Any and all so-called laws passed that could be used to harm the American People are void ab initio and their making is treasonous.

The Supreme Court has consistently held that the federal government cannot commandeer state and local resources for its own purposes. Under the anti-commandeering doctrine, states are sovereign entities and can direct their resources as they see fit.

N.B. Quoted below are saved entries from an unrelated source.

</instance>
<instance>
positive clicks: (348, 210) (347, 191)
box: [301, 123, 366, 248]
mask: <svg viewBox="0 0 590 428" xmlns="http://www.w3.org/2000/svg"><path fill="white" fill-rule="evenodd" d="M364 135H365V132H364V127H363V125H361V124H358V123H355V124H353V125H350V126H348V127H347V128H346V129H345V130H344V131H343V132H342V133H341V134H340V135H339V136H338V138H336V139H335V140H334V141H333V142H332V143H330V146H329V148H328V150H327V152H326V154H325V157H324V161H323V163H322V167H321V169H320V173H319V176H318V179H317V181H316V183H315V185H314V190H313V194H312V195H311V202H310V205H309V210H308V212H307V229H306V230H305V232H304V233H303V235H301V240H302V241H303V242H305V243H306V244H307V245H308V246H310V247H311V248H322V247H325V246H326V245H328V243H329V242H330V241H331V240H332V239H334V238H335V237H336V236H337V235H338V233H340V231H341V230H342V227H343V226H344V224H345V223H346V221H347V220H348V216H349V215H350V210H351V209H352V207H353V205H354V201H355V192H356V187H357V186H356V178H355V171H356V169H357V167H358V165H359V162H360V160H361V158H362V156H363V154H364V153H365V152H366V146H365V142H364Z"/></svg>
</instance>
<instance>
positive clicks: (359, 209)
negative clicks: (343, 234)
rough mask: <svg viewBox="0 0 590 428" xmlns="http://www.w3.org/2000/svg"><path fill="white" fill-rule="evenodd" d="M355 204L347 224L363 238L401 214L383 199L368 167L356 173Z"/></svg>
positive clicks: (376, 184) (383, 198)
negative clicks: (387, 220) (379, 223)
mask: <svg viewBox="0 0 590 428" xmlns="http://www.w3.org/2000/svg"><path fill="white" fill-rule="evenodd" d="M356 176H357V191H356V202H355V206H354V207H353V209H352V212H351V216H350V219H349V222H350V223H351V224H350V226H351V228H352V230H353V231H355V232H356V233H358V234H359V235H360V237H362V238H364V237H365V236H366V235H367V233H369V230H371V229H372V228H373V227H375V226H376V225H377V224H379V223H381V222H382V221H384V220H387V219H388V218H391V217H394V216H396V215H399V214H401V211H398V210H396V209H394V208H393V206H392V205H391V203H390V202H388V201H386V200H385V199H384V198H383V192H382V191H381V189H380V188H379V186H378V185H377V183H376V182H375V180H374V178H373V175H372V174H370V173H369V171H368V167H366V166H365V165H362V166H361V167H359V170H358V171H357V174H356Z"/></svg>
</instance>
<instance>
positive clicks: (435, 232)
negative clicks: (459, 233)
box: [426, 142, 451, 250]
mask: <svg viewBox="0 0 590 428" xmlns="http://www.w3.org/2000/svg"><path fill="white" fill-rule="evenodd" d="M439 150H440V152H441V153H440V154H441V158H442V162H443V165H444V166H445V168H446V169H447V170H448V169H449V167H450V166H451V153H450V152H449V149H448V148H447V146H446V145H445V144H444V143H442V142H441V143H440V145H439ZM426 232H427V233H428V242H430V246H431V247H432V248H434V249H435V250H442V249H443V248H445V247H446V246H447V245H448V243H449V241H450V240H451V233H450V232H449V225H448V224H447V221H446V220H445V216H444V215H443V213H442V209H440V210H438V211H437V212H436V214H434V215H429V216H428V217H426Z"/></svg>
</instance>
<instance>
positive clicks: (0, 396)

The anti-commandeering doctrine is based primarily on five Supreme Court cases dating back to 1842. Printz v. U.S. serves as the cornerstone.
https://www.law.cornell.edu/constitution-conan/amendment10/anti commandeering-doctrine

“We held in New York that Congress cannot compel the States to enact or enforce a federal regulatory program. Today we hold that Congress cannot circumvent that prohibition by conscripting the States’ officers directly. The Federal Government may neither issue directives requiring the States to address particular problems, nor command the States’ officers, or those of their political subdivisions, to administer or enforce a federal regulatory program. It matters not whether policy making is involved, and no case by case weighing of the burdens or benefits is necessary; such commands are fundamentally incompatible with our constitutional system of dual sovereignty.”

Hence, the idea that we here in Buncombe county have no power to reject or recourse to resist the unjust laws of the federal government are completely erroneous.